Josep Guardiola, 41, o mais criativo e vitorioso técnico de futebol da atualidade, despediu-se ontem do Barcelona. Nos quatro anos em que dirigiu o time, Guardiola o levou a conquistar 13 títulos.
Foram duas Copa dos Campeões, dois Mundiais de Clubes (troféu inédito para o Barcelona) e outros tantos.
Talvez mais importante que as voltas olímpicas que deu com a equipe foi o estilo de jogo que implantou, tão vistoso quanto eficiente.
"A razão é simples: o tempo", explicou Guardiola. "Quatro anos desgastam muito. É preciso muita energia para contagiar estes jogadores, e não tenho mais a energia.

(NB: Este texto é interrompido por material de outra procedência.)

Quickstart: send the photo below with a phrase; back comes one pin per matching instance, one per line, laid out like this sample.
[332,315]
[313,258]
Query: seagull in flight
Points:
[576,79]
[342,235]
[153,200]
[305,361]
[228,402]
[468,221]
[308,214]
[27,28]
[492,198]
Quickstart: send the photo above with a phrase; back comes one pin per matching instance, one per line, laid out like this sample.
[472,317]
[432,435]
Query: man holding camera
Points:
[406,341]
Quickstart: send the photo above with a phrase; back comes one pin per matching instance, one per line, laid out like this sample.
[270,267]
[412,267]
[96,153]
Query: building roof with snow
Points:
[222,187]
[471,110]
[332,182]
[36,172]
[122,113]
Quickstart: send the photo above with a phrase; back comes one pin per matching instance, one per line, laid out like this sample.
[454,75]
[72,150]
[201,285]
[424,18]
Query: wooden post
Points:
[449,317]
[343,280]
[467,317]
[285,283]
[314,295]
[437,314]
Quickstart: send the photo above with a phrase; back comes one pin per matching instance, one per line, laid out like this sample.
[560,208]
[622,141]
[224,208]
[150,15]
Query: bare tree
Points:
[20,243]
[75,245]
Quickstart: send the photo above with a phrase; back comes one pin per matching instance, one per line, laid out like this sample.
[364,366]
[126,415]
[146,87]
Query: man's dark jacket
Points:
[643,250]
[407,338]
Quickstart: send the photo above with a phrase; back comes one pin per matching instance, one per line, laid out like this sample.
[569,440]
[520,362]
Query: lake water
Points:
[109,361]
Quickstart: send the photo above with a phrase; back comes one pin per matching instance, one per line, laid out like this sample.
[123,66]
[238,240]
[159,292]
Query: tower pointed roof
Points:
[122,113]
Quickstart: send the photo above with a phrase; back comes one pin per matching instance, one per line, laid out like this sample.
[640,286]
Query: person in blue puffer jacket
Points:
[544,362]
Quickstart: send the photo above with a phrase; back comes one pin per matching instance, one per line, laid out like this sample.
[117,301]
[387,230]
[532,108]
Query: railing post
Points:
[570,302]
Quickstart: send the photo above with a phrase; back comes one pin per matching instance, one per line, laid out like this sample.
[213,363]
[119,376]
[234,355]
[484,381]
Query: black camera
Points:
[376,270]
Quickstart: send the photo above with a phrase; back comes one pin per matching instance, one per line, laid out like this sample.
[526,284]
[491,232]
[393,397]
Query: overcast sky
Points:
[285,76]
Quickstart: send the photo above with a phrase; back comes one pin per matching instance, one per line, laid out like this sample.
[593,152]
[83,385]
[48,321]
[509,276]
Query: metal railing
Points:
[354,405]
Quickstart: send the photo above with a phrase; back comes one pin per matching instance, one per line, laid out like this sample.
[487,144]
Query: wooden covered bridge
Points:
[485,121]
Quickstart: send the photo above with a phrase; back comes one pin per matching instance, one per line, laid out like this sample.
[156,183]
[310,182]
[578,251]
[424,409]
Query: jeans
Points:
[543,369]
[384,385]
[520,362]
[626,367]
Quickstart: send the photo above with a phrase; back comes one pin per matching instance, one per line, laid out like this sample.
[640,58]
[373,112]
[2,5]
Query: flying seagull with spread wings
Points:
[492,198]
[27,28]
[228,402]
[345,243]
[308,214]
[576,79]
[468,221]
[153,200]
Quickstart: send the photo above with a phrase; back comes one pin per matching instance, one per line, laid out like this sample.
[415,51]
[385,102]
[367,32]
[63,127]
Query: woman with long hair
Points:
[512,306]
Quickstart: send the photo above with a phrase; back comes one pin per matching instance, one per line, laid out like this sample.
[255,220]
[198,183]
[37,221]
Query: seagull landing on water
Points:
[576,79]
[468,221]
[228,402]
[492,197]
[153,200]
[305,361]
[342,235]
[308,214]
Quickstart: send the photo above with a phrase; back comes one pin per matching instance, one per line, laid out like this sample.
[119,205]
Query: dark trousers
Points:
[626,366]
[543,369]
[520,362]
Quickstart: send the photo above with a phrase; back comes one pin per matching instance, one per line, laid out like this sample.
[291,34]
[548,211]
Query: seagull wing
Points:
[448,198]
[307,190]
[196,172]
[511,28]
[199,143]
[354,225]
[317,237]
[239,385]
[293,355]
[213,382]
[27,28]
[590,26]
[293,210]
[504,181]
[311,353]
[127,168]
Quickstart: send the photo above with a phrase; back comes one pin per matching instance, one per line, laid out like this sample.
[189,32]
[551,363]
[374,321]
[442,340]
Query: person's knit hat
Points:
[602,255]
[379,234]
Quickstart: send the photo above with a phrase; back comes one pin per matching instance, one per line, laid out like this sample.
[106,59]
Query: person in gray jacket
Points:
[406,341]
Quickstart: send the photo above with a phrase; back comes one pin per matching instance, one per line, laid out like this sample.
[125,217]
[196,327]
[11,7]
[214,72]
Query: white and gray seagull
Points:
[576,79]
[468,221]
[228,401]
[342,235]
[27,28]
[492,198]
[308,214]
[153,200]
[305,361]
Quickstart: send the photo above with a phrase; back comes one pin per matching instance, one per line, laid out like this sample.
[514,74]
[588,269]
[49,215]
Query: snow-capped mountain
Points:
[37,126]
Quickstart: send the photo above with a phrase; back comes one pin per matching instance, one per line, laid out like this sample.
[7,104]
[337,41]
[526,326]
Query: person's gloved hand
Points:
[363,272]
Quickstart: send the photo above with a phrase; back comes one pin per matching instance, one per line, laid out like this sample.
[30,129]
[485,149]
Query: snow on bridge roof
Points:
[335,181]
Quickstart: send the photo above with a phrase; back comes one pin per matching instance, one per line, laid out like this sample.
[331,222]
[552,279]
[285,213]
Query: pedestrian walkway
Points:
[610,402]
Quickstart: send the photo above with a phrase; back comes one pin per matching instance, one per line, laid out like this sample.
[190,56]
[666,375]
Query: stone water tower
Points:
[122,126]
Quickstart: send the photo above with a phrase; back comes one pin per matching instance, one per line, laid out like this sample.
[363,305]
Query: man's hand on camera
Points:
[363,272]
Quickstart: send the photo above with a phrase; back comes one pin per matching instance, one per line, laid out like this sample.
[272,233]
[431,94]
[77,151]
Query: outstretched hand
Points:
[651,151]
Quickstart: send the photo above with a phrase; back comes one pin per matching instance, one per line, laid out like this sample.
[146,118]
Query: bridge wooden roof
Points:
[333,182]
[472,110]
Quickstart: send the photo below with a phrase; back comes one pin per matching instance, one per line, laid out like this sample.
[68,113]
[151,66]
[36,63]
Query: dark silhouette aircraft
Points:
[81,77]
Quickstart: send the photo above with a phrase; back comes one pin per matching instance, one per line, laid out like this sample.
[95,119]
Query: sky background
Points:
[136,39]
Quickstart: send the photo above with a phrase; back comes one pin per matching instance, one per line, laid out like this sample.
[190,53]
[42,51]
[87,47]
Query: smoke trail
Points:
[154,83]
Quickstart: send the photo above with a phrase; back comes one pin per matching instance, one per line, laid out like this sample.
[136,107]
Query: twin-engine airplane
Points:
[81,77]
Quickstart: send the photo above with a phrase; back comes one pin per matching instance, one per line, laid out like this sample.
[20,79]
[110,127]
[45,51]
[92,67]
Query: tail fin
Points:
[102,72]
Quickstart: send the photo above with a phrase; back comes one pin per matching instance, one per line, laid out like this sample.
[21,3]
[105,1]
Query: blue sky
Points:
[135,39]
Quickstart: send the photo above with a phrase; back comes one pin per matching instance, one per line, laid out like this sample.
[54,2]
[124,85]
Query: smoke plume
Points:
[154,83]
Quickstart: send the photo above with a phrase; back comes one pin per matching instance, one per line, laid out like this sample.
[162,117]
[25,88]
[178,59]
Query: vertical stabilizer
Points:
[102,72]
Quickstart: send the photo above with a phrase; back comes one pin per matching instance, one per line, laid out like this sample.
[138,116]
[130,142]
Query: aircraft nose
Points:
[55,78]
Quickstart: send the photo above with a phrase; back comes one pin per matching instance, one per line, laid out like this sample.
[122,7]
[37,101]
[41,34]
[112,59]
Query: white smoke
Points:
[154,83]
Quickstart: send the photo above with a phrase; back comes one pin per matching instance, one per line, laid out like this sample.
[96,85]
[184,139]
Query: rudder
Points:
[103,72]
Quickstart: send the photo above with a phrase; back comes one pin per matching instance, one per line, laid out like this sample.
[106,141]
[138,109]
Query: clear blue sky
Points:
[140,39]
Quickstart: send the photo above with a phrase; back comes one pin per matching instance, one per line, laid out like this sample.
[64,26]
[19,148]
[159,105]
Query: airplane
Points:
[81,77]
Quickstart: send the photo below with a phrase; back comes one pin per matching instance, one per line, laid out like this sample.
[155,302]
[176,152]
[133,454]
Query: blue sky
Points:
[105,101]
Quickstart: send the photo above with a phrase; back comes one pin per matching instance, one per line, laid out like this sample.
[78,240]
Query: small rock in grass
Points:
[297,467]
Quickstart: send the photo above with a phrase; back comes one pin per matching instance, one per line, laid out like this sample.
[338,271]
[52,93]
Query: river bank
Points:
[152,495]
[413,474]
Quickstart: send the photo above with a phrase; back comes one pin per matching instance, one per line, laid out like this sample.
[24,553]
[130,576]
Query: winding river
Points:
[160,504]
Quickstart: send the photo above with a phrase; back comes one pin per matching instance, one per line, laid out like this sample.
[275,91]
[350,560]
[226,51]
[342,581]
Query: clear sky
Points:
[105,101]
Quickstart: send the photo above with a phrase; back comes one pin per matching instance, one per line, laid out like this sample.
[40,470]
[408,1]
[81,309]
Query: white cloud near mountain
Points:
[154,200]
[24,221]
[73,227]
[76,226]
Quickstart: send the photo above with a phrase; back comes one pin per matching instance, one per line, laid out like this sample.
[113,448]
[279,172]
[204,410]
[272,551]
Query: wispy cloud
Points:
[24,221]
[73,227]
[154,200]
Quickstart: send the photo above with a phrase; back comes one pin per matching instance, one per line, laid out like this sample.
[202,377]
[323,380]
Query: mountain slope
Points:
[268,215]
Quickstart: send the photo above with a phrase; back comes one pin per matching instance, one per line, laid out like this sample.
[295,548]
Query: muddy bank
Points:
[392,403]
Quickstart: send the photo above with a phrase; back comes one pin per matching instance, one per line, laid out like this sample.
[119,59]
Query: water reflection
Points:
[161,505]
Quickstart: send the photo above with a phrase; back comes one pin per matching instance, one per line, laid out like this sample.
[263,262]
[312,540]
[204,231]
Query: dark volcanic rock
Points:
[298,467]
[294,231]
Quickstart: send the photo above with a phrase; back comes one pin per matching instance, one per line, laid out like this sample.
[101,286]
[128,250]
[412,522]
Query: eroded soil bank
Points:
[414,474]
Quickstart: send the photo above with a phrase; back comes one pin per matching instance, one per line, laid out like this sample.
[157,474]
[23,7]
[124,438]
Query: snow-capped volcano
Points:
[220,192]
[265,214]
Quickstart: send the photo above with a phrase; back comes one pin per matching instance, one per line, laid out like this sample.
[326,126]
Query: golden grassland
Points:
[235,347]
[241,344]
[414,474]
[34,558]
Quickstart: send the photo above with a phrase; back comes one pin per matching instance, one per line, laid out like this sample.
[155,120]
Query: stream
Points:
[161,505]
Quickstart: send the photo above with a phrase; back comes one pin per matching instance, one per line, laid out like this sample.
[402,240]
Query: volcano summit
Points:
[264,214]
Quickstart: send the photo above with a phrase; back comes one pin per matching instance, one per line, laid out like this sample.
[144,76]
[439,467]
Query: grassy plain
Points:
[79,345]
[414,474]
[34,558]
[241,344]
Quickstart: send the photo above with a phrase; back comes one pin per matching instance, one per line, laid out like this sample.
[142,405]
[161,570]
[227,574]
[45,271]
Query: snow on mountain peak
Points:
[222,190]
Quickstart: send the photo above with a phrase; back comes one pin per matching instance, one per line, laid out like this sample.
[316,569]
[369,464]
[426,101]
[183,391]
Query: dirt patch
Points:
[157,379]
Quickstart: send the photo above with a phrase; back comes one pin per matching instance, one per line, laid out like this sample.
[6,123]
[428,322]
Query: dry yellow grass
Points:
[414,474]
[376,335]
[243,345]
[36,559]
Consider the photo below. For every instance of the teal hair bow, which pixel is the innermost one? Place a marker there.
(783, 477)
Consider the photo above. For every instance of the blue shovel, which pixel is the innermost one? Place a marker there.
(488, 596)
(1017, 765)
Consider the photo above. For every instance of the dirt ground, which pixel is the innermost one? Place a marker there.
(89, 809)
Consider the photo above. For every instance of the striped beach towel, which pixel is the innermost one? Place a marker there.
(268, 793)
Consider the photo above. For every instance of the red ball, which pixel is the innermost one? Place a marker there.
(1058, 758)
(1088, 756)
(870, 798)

Vou embora com a sensação do dever cumprido."
O treinador afirmou ainda que já havia antecipado a decisão em outubro, em conversa com dirigentes do clube.
Mas é evidente que as recentes derrotas para Real Madrid e Chelsea, que custaram ao Barcelona o Espanhol e a Copa dos Campeões, precipitaram sua saída do time.
Guardiola ainda vai dirigir o Barcelona nas três partidas que faltam do Campeonato Nacional seu time está sete pontos atrás do Real Madrid e na final da Copa do Rei, a ser disputada em 25 de maio, contra o Athletic Bilbao.
Influência brasileira
Na noite de 18 de dezembro do ano passado, momentos depois de impor uma goleada de 4 a 0 ao Santos e conquistar mais um Mundial de Clubes, Guardiola afirmou: "Nós passamos a bola o mais rápido que podemos para chegar ao gol, como meu pai falava que o Brasil fazia".
Como jogador, Guardiola foi um volante habilidoso. No Barcelona, foi gandula, frequentou as categorias de base e brilhou como profissional sob o comando de Johan Cruyff, a quem superou.
O holandês ganhou 11 títulos em oito temporadas. O pupilo pode encerrar quatro temporadas com 14 troféus. É indiscutivelmente o maior técnico da história do centenário clube catalão.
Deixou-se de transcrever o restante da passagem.